Summer calls for heavy sunscreen use, but can you really believe what you read on the label?
The FDA is proposing a plan to test and regulate what a label says, especially when it comes to protection from dangerous UVA rays.
Lathering on the highest sun protection factor (SPF) in sunscreens may protect you against UVB rays that burn.
Many sunscreens, however, do not protect against UVA rays that tan and cause premature aging.
The FDA is recommending that manufacturers run two tests to assess how well their product protects against those rays.
Moreover, they are proposing a star rating system that will show the level of UVA protection.
One star, for example, would mean low and four stars high.
“Sunburning causes the most rapid damage to the skin and that's what we want to prevent at all costs,” said Northwestern Memorial Hospital Dermatologist Mary Martini.
The American Cancer Society said more than 1 million new skin cancer cases are diagnosed each year.
90% of which are caused by sun exposure.
Effects of ambulance rides on patients
You would probably assume that the longer you are exposed to an ambulance ride the greater the risk, however, a study from Britain shows exactly what the ride can do to critical patients.
British researchers looked at ambulance records in parts of England from 1997 to 2000.

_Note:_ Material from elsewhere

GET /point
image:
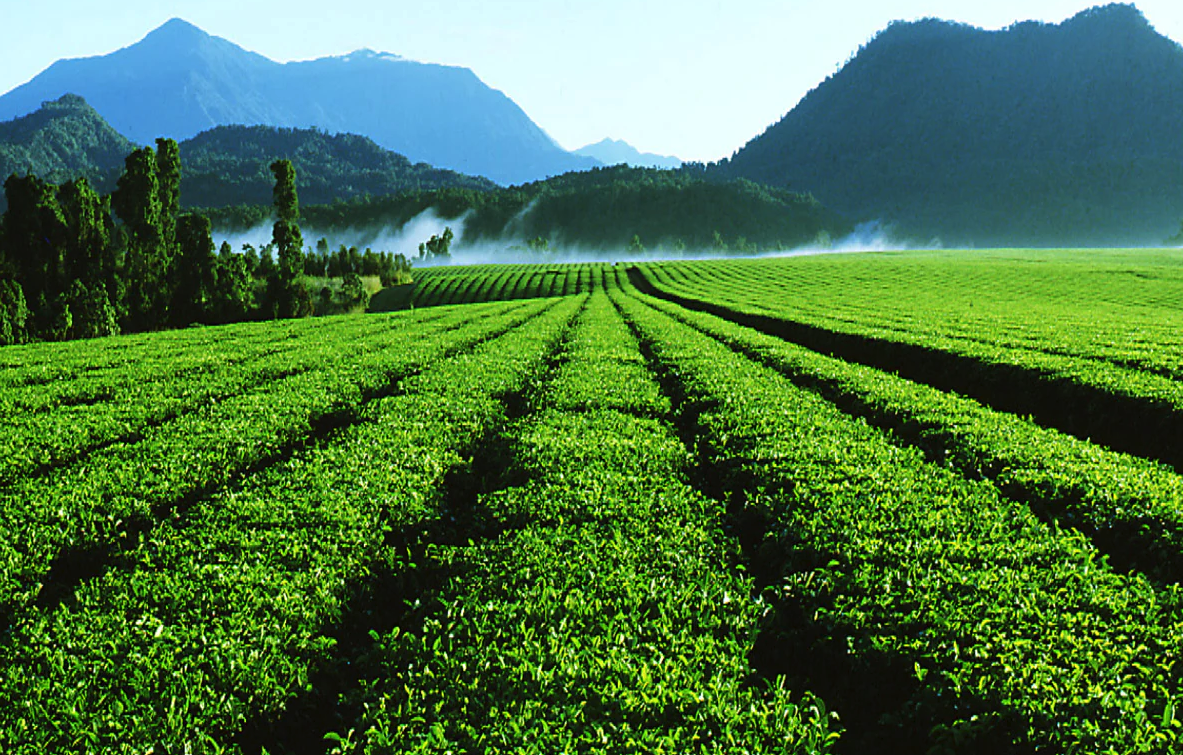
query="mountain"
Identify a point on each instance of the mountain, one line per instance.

They found the risk of death went up 1% for every six miles traveled to get to a hospital, which is representative of patients who were unconscious or suffering chest pains.
Moreover, patients with respiratory problems were also at the greatest risk. Their chances of dying jumped to 20% if the distance to go was more than 12 miles.
Not many people look forward to a trip to the doctor or hospital, but new research shows music could be the key to relaxation.
Women are particularly nervous when it comes to trips to the gynecologist.
However, researchers found that women who listened to music were significantly less anxious.
on the other hand, pre-test counseling, informational pamphlets and videos were found to have no effect on anxiety levels.
Researchers said making a trip to the doctor more pleasant will help increase the number of women who get screenings, which can potentially saving their lives.